# Nail Disease Classification using MedSigLIP

This notebook fine-tunes Google's MedSigLIP model for nail disease classification. I'm working on a mobile app project and needed a classifier that works well with medical images, so I decided to try MedSigLIP since it's specifically trained on medical data.

**Dataset**: 7 categories of nail conditions (~6,650 images total)
**Goal**: Get at least 90% accuracy on the test set
**Strategy**: Fine-tune last 8 layers with aggressive augmentation

---

## What I'm doing here

- Loading nail disease images directly from Kaggle dataset
- Fine-tuning MedSigLIP (last 8 transformer blocks)
- Using warm-up learning rate + cosine annealing
- Training for 10 epochs with gradient accumulation
- Tracking overfitting carefully with detailed metrics

---

## Dataset Structure

The dataset should be organized like this:
```
/kaggle/input/nail-disease-dataset/
├── train/ (~5,300 images)
│   ├── Acral_Lentiginous_Melanoma/
│   ├── blue_finger/
│   ├── clubbing/
│   ├── Healthy_Nail/
│   ├── Onychogryphosis/
│   ├── pitting/
│   └── psoriasis/
└── test/ (~1,350 images)
    └── (same structure)
```

## Classes

1. **Acral Lentiginous Melanoma** - Dark pigmentation under nail
2. **Blue Finger** - Bluish discoloration
3. **Clubbing** - Rounded, bulging nails
4. **Healthy Nail** - Normal baseline
5. **Onychogryphosis** - Thick, curved nails
6. **Pitting** - Small dents in nail surface
7. **Psoriasis** - Nail changes from psoriasis


## Step 1: Login to Hugging Face

You'll need a Hugging Face token to download MedSigLIP.

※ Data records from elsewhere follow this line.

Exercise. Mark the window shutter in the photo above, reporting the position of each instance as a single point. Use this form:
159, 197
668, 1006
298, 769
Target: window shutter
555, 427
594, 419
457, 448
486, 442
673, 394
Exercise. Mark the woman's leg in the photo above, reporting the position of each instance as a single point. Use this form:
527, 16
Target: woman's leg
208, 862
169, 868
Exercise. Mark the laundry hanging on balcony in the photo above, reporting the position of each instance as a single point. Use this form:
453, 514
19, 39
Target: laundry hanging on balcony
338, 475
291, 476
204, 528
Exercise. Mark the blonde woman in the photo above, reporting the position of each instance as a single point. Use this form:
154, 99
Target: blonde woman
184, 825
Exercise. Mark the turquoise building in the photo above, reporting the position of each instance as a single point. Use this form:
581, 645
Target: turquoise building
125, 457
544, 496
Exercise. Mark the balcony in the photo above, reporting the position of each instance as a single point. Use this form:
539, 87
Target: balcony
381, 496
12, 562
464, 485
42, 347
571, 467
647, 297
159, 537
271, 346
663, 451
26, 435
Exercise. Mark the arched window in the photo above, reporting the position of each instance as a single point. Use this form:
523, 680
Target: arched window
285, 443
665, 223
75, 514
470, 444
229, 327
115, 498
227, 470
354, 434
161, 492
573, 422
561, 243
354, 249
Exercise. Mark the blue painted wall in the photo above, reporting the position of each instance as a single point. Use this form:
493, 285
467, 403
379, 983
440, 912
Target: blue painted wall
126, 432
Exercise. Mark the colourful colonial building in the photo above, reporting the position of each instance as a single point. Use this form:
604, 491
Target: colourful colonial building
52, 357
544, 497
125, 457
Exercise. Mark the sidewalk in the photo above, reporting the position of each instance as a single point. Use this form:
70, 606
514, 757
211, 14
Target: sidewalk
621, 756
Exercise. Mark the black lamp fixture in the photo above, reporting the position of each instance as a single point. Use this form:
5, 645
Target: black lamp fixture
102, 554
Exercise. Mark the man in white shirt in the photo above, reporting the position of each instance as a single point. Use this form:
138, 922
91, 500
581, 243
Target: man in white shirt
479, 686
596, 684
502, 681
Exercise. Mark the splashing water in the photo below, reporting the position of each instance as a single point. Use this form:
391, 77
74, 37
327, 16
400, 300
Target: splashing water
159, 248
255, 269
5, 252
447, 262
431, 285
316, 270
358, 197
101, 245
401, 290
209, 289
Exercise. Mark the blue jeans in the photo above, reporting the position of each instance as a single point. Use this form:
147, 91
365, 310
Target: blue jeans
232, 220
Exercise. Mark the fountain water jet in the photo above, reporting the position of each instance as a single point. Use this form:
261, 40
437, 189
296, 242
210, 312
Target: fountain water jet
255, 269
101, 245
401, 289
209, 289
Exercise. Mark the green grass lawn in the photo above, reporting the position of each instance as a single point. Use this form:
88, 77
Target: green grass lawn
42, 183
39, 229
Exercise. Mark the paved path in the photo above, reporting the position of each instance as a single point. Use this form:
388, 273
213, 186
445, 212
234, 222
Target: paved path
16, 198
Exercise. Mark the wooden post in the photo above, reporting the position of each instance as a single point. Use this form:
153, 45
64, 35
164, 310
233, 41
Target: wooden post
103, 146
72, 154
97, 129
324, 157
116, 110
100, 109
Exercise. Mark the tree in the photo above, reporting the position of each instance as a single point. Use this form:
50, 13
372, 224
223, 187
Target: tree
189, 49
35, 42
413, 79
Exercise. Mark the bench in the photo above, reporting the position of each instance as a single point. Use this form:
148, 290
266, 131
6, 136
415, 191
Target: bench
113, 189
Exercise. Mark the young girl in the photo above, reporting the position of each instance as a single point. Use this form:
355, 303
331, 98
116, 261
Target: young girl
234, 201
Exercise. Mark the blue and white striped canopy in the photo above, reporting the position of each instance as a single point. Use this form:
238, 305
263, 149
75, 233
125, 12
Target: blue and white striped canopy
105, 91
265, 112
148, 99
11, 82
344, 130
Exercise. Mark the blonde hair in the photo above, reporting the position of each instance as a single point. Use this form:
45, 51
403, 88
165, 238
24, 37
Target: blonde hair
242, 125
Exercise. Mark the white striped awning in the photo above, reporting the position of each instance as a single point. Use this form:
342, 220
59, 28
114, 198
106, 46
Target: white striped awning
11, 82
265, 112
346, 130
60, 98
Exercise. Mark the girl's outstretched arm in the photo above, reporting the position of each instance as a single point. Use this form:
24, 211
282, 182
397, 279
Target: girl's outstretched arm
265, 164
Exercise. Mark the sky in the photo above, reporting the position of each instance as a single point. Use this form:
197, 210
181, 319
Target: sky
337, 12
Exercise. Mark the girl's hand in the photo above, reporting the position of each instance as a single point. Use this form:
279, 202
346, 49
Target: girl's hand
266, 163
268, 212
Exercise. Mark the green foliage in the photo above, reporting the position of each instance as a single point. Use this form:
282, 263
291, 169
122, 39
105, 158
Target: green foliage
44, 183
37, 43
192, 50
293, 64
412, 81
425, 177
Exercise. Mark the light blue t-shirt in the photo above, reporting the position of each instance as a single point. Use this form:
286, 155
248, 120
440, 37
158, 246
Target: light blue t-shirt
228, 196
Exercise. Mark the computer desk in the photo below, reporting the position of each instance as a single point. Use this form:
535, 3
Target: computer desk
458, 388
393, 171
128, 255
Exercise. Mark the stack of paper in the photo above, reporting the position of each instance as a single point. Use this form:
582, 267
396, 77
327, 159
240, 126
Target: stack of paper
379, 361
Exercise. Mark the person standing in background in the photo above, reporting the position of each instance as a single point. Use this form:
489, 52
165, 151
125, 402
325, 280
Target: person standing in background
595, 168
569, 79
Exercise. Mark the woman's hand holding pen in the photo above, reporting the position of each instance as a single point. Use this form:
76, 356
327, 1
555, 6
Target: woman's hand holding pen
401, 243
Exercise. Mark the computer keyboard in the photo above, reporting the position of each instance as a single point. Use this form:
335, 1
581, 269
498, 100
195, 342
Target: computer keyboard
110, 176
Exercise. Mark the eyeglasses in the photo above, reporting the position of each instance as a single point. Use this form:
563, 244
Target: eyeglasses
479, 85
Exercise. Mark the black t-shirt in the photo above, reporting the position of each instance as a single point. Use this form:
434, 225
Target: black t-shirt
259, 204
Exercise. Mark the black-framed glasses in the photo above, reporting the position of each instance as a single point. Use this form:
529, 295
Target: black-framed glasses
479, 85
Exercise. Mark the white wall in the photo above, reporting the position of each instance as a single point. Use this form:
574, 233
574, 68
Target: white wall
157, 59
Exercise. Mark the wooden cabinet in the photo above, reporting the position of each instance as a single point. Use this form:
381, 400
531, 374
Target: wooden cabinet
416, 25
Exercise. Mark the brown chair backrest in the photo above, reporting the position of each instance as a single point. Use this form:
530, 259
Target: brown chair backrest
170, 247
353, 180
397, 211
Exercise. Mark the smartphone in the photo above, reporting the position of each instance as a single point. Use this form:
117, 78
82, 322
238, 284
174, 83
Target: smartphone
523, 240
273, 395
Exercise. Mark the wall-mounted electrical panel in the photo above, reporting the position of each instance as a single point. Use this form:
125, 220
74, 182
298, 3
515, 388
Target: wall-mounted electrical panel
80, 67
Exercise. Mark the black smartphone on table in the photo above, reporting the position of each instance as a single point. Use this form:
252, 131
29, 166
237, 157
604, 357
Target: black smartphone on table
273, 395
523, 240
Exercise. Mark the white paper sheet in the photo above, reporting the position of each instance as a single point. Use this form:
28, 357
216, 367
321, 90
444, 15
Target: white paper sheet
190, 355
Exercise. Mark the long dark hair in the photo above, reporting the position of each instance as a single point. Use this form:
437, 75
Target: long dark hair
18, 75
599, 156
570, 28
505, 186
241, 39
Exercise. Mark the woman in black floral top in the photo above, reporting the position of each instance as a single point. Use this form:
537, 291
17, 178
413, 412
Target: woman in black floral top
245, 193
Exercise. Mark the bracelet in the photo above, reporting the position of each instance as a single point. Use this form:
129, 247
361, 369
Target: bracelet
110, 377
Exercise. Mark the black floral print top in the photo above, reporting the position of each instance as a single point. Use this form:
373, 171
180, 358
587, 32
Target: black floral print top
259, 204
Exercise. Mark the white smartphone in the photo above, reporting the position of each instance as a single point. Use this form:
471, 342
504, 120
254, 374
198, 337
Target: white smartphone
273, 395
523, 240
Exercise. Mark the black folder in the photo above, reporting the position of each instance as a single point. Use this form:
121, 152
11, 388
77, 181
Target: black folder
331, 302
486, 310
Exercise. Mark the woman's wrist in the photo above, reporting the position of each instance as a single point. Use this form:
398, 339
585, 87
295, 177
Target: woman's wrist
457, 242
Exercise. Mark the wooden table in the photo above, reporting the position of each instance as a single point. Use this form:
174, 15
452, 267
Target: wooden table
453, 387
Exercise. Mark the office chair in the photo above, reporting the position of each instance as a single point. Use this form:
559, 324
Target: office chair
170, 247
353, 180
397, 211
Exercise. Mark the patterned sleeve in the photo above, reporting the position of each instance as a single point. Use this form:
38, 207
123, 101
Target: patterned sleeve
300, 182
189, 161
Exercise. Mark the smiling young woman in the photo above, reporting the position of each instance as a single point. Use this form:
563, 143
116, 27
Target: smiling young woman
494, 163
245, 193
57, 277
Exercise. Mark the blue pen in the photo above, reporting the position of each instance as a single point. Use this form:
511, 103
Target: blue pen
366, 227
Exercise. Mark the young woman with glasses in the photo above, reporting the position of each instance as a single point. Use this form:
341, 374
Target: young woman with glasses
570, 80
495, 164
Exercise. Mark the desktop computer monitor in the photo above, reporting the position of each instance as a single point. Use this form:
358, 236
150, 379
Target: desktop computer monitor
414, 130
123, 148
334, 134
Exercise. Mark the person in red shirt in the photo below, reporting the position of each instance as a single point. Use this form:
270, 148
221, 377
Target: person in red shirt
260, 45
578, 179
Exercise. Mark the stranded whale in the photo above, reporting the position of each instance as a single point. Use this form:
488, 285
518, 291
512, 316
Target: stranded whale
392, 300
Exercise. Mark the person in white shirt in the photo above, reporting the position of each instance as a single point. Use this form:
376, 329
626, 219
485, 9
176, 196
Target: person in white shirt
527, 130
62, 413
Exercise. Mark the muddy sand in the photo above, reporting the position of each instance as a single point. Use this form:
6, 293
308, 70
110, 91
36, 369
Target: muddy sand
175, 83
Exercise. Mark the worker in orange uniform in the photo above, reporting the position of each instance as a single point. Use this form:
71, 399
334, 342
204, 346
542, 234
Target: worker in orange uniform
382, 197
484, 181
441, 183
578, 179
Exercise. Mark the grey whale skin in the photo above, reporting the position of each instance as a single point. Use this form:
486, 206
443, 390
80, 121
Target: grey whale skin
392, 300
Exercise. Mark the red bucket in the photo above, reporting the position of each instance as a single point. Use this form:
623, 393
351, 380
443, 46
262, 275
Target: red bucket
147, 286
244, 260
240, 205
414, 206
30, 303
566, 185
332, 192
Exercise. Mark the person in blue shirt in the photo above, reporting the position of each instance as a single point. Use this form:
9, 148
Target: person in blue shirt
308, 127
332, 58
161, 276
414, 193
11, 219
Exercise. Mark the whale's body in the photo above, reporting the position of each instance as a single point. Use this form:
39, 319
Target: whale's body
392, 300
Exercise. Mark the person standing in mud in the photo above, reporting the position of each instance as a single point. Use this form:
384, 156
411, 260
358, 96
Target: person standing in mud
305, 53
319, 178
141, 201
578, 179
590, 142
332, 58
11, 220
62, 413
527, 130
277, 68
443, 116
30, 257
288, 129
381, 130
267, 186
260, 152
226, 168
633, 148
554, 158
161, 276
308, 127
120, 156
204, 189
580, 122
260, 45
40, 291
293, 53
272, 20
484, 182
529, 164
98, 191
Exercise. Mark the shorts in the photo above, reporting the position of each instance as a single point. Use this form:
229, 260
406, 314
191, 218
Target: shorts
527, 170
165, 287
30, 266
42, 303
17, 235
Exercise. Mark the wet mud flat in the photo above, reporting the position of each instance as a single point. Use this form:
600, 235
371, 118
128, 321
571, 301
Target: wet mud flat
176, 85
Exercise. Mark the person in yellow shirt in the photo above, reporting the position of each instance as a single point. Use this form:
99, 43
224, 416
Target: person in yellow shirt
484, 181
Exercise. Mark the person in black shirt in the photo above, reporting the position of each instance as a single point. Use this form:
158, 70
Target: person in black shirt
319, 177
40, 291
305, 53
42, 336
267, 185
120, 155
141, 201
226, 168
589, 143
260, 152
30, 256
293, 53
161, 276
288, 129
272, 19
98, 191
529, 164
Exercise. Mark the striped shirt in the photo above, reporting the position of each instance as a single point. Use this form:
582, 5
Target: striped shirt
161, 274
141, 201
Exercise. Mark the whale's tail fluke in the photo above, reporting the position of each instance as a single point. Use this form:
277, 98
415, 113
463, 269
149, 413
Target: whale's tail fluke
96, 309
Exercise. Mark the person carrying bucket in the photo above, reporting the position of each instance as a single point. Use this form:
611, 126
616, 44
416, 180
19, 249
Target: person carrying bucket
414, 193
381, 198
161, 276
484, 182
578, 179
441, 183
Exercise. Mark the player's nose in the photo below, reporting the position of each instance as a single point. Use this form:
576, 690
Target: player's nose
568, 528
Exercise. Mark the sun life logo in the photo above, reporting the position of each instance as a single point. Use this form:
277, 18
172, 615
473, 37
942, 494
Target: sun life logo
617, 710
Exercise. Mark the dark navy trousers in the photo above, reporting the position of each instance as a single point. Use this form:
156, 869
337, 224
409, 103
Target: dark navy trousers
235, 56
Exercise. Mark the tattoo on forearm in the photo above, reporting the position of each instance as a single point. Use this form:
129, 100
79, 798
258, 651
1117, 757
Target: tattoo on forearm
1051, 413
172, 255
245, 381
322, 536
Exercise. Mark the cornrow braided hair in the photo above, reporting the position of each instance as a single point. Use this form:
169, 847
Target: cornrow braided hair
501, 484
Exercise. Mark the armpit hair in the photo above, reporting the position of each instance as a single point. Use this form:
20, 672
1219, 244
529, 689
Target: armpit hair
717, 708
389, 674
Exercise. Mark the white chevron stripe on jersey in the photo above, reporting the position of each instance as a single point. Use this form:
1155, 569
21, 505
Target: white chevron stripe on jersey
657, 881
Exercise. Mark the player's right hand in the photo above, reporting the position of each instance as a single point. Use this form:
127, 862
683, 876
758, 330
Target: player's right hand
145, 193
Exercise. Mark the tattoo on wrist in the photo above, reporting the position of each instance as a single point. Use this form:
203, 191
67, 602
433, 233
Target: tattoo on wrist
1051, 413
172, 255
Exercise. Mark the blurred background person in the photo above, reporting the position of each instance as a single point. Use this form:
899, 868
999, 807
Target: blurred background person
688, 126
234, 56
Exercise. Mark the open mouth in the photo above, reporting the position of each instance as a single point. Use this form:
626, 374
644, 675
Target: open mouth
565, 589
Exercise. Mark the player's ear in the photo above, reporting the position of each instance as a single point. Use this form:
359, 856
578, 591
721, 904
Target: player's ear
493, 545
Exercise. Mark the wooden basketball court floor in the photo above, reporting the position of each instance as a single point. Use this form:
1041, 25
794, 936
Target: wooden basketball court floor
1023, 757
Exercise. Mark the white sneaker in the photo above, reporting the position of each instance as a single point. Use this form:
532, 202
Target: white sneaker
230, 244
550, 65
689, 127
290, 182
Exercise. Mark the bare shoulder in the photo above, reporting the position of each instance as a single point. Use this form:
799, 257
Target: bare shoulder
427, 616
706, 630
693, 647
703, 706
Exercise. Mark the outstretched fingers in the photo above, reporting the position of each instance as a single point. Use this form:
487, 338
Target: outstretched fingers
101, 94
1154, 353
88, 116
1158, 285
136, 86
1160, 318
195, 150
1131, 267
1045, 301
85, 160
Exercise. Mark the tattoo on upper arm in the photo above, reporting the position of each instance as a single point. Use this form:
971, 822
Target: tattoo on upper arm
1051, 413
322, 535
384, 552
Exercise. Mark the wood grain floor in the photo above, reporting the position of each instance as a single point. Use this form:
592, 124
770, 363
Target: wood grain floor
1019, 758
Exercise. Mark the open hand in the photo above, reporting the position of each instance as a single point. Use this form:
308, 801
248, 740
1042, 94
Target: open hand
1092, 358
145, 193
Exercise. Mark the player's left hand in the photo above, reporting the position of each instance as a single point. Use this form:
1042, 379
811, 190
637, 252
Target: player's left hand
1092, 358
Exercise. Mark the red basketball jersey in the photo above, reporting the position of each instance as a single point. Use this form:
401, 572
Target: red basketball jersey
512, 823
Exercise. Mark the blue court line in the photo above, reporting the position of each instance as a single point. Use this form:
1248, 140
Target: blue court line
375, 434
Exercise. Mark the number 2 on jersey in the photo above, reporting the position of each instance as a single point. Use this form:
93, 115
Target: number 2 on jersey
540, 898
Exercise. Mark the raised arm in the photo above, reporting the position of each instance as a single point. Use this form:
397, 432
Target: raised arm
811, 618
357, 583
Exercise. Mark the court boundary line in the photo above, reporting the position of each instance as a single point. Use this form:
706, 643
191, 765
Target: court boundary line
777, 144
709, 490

1. Get your token here: https://huggingface.co/settings/tokens
2. Request model access: https://huggingface.co/google/medsiglip-448
3. Run the cell below and paste your token

In [None]:
from huggingface_hub import notebook_login

print("Logging into Hugging Face...")
print("Get your token from: https://huggingface.co/settings/tokens\n")

notebook_login()

print("\nLogin successful!")

## Step 2: Install Required Libraries

In [None]:
# Installing everything we need
!pip install -q torch torchvision transformers datasets pillow scikit-learn matplotlib tqdm numpy pandas
!pip install -q open-clip-torch
!pip install -q onnx onnxruntime
!pip install -q huggingface_hub

print("All packages installed successfully!")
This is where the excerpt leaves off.